Despite the priest’s assurance of a “unanimous consensus” regarding global warming, not all agree.
In 2016, Forbes magazine published an analysis of the oft-repeated claim that 97 percent of scientists believe in anthropogenic climate change and the disastrous effects on civilization if it is not radically curbed.
In reference to a statement by then-Secretary of State John Kerry, that “97 percent of peer-reviewed climate studies confirm that climate change is happening and that human activity is largely responsible,” the article concluded the assertion was “patently wrong.”

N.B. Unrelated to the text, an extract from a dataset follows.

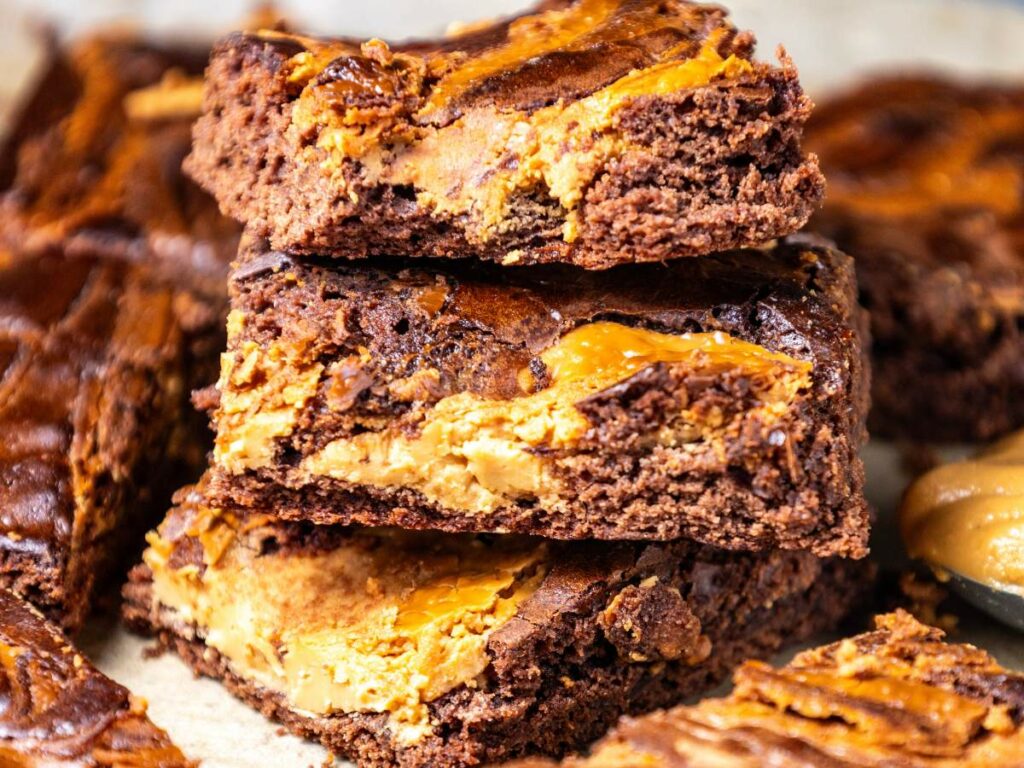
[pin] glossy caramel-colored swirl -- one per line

“An important consideration in this discussion is that we are attempting to define a single number to represent a range of opinions which have many nuances,” the article noted, while one question is whether the earth is warming, another if humans are responsible, and another is what the future holds.
The article also pondered why 97 percent continues to be widely publicized and defended and why that number seems so important.
“Perhaps it’s because 97% has marketing value,” it suggested. “It sounds precise and says that only 3% disagree.”
“By implication, that small number who disagree must be out of the mainstream: cranks, chronic naysayers, or shills of the fossil fuel industry,” it added. “They are frequently described as a ‘tiny minority.’”
“It’s not as easy to discount dissenters if the number is 10 or 15 percent,” it noted.